Abstract

The Heilongjiang complex, extending along a suture zone between the Jiamusi and Songliao blocks in Northeast China, is composed mainly of blueschists, greenschists, meta-ultramafic rocks, quartzites, muscovite–albite schists and two-mica schists. Controversy has long surrounded the ages and tectonic settings of mafic rocks from the complex, which are crucial part of the complex. The lithological associations and their major and trace element compositions indicate that the mafic protoliths of the Yilan greenschists can be subdivided into alkali and tholeiitic basalts, which were derived from partial melting of a garnet-bearing and spinel-bearing mixed source, whereas the protoliths of the amphibolites are tholeiitic and were generated from the partial melting of spinel peridotite. Magmatic zircons from a tholeiitic amphibolite sample yielded a 206Pb/238U age of 256±2Ma, interpreted as its protolithic age. The sample also contains small amounts of older inherited zircons up to 344Ma, which, together with its origin from shallow lithospheric mantle, indicate that the tholeiitic rocks were generated in a continental rift.

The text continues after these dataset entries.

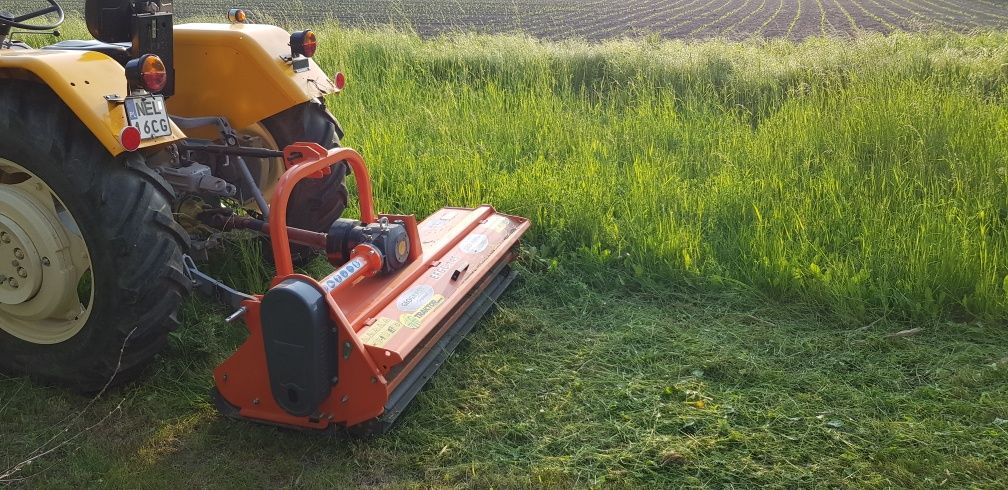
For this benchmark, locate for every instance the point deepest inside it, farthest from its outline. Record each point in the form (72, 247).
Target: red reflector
(309, 44)
(130, 138)
(153, 73)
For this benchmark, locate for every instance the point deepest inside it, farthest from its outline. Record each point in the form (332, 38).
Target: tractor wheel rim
(46, 284)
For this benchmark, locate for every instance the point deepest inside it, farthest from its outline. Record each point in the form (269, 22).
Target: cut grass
(569, 386)
(724, 236)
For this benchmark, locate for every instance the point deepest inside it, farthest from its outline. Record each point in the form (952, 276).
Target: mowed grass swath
(864, 178)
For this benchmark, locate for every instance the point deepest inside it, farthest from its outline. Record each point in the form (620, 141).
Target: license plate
(147, 113)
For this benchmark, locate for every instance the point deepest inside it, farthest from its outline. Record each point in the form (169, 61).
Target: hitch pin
(237, 315)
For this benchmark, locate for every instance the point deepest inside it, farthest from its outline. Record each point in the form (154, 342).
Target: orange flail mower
(352, 349)
(124, 158)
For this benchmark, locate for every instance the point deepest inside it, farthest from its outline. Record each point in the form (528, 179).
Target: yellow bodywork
(82, 80)
(236, 71)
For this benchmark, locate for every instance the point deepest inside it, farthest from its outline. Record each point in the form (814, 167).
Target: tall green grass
(864, 178)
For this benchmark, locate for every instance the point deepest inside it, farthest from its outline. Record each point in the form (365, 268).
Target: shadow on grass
(570, 385)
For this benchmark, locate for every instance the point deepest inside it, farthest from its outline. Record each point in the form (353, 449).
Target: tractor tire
(119, 211)
(315, 204)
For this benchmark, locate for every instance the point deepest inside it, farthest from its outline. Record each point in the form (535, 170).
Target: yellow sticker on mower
(381, 332)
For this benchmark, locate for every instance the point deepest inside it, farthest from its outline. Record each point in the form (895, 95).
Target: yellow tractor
(117, 154)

The geochemical data suggest that further rifting led to the formation of an ocean between the Jiamusi and Songliao blocks, in which some oceanic islands developed, represented by the alkali basaltic protoliths of the Yilan greenschists. Magmatic zircons from an alkaline greenschist sample yielded a 206Pb/238U age of 162±3.9Ma, which, together with protolithic age of 141.8±1Ma previously obtained for the Yilian blueschist, support the model that the ocean between the Jiamusi and Songliao blocks closed at some time after ~141Ma, not earlier at 210–180Ma as previously considered.